In this video, OpenAI invited a father and his son, Imran, to test out their new technology for tutoring math on Khan Academy. The father introduces the scenario and asks the AI to tutor his son on a math problem without giving away the answers directly. The AI engages with Imran, guiding him through identifying the sides of a right triangle relative to a given angle, alpha.

1. **Identifying the Hypotenuse**:
   - The AI asks Imran to identify the hypotenuse of the triangle.
   - Imran initially guesses incorrectly but is then guided to understand that the hypotenuse is the longest side opposite the right angle.
   - Imran correctly identifies side AB as the hypotenuse.

2. **Identifying the Opposite Side**:
   - The AI then asks Imran to identify the opposite side relative to angle alpha.
   - Imran deduces that side BC is the opposite side after confirming the hypotenuse and adjacent sides.

3. **Applying the Sine Formula**:
   - The AI asks Imran if he remembers 

In [12]:
# Q&A: Visual Q&A

QUESTION = "Question: Why did Sam Altman have an example about raising windows and turning the radio on?"

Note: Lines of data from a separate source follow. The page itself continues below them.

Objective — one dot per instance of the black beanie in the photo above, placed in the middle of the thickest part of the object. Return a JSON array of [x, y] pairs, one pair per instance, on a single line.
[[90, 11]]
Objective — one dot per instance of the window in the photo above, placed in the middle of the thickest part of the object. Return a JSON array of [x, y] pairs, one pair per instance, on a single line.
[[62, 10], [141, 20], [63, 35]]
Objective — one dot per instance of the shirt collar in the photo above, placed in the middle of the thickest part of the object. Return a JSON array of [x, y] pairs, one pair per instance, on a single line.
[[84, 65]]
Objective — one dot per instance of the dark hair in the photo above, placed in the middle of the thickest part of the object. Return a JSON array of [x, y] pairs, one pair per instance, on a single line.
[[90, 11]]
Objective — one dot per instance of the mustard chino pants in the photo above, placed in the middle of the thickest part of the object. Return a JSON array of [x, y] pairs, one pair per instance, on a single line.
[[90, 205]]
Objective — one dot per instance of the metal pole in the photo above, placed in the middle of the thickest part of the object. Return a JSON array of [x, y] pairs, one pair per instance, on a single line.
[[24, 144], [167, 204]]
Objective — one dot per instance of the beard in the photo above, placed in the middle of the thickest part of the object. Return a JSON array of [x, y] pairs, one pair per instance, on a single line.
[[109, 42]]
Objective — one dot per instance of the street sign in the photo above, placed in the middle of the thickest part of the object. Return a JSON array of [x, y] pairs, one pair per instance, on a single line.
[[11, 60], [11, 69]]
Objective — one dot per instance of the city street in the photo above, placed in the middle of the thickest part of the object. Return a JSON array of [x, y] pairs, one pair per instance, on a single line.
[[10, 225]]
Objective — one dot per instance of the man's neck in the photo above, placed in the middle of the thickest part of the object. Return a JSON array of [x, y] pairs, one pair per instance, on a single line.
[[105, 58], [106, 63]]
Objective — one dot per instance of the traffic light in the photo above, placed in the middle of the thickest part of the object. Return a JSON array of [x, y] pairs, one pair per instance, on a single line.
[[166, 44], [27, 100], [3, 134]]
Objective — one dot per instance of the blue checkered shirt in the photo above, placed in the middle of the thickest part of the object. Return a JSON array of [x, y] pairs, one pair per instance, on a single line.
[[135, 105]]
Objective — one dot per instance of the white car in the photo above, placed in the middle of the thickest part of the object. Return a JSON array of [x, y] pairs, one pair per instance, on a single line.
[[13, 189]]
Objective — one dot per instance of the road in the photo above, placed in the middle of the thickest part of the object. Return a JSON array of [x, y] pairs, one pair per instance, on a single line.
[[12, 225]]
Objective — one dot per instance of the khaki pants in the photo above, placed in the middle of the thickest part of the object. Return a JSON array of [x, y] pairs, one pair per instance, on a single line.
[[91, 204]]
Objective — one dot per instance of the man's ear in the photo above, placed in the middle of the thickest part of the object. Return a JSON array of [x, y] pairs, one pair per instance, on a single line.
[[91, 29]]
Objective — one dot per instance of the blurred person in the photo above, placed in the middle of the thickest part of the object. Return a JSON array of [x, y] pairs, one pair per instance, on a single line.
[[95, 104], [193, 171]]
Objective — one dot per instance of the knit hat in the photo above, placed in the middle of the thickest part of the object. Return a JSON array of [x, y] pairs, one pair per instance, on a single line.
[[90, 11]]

qa_visual_response = client.chat.completions.create(
    model=MODEL,
    messages=[
    {"role": "system", "content": "Use the video to answer the provided question. Respond in Markdown."},
    {"role": "user", "content": [
        "These are the frames from the video.",
        *map(lambda x: {"type": "image_url", "image_url": {"url": f'data:image/jpg;base64,{x}', "detail": "low"}}, base64Frames),
        QUESTION
        ],
    }
    ],
    temperature=0,
)
print("Visual QA:\n" + qa_visual_response.choices[0].message.content)

Visual QA:
Based on the frames from the video, it appears that Sam Altman is explaining a concept, likely related to technology or user experience, to a younger individual. The example about raising windows and turning the radio on is probably used to illustrate a point about automation, user control, or the integration of multiple functions in a system. This kind of example is often used to make abstract or complex ideas more relatable and easier to understand by connecting them to everyday experiences.


In [13]:
# Q&A: Audio Q&A

qa_audio_response = client.chat.completions.create(
    model=MODEL,
    messages=[
    {"role": "system", "content":"""Use the transcription to answer the provided question. Respond in Markdown."""},
    {"role": "user", "content": f"The audio transcription is: {transcription.text}. \n\n {QUESTION}"},
    ],
    temperature=0,
)
print("Audio QA:\n" + qa_audio_response.choices[0].message.content)

Audio QA:
The transcription provided does not mention Sam Altman or any example about raising windows and turning the radio on. The content focuses on a tutoring session involving math problems related to identifying sides of a triangle and calculating the sine of an angle. Therefore, I cannot provide an answer to the question based on the given transcription.


In [14]:
# Q&A: Visual + Audio Q&A

qa_both_response = client.chat.completions.create(
    model=MODEL,
    messages=[
    {"role": "system", "content":"""Use the video and transcription to answer the provided question."""},
    {"role": "user", "content": [
        "These are the frames from the video.",
        *map(lambda x: {"type": "image_url", 
                        "image_url": {"url": f'data:image/jpg;base64,{x}', "detail": "low"}}, base64Frames),
                        {"type": "text", "text": f"The audio transcription is: {transcription.text}"},
        QUESTION
        ],
    }
    ],
    temperature=0,
)
print("Both QA:\n" + qa_both_response.choices[0].message.content)

Both QA:
The frames and transcription provided do not contain any mention of Sam Altman or an example about raising windows and turning the radio on. The content focuses on a tutoring session where a father and his son are using OpenAI's technology to solve a math problem involving identifying the sides of a triangle and calculating the sine of an angle. 

If you have any additional context or specific details about Sam Altman's example, please provide them so I can assist you better.